Ever had a project that just refuses to finish, no matter how long you work on it? Some years ago, I decided that our old family videos needed to be converted from VHS tapes to DVD discs. So I attached a nifty device called the Hollywood Digital Bridge to our VHS player and my imac computer. All those grainy memories of birthday parties, Christmas trees, and picnics were neatly put into the imac, where I burned them to DVD-R discs, complete with cool-looking menus.

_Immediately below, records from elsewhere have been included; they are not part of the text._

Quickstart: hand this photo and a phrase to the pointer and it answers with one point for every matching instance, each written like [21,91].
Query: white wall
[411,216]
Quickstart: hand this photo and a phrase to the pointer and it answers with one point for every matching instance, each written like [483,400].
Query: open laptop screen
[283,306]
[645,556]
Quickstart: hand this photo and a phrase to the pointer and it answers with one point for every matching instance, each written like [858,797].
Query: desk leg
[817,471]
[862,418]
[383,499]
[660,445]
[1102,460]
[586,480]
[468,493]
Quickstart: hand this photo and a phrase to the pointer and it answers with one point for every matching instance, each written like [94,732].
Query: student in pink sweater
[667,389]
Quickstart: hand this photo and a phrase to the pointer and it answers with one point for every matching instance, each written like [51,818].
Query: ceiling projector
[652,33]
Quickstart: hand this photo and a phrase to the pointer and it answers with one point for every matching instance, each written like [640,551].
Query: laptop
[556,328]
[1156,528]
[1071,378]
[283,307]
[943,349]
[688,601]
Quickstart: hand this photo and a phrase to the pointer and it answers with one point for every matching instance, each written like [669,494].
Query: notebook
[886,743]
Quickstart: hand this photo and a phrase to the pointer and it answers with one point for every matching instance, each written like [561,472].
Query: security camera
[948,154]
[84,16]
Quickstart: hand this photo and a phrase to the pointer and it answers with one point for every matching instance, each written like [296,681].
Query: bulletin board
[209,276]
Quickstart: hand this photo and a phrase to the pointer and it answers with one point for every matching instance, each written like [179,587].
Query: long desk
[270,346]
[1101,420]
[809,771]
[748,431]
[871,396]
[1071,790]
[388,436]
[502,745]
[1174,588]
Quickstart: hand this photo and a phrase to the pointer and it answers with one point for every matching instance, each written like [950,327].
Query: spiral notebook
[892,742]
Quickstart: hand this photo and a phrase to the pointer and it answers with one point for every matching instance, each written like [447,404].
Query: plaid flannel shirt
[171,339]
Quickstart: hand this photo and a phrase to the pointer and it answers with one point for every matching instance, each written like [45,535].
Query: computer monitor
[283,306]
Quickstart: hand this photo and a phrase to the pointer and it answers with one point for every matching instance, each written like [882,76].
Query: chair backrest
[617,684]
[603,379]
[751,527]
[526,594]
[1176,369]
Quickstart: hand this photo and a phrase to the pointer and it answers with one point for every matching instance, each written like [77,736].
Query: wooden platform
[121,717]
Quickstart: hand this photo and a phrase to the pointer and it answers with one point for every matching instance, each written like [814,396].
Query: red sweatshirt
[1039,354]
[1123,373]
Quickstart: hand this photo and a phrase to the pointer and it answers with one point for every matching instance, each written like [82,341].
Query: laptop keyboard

Then our old VHS camcorder died and for awhile we had a compact Sony cassette camcorder. The picture quality wasn’t really any better than our humungous old camcorder, but we tried to capture the important moments. After awhile those little videocassettes piled up, so I made DVD-R discs of those too. I stopped recording with it at some point because the picture quality was so poor compared to the new recorders coming out. For awhile we didn’t have any home videos. Then my youngest son showed me that we could record video on his Nikon camera. The picture quality was better than the second camcorder, but it was still what we now call “standard definition”.
About a year ago, I decided it was time to organize all the video files we’d collected over the years. It’s a project I pick up ever now and them. Today I noticed, to my dismay, that some of what I thought were MP4 files are actually M4v files, which you have to play in i-tunes. In fact, our video clips seem to be a hodgepodge of video formats. We have DV, AVI, MPEG-4, MP4, .mov, and M4v files. Sigh.
So what does my struggle with this project have to do with reading? (This is, after all, supposed to be a reading blog.) Well, if I had been carefully reading what type of file format I was saving all those old video clips in, I wouldn’t have this mess. The moral of the story is: no matter how short something is, READ IT CAREFULLY!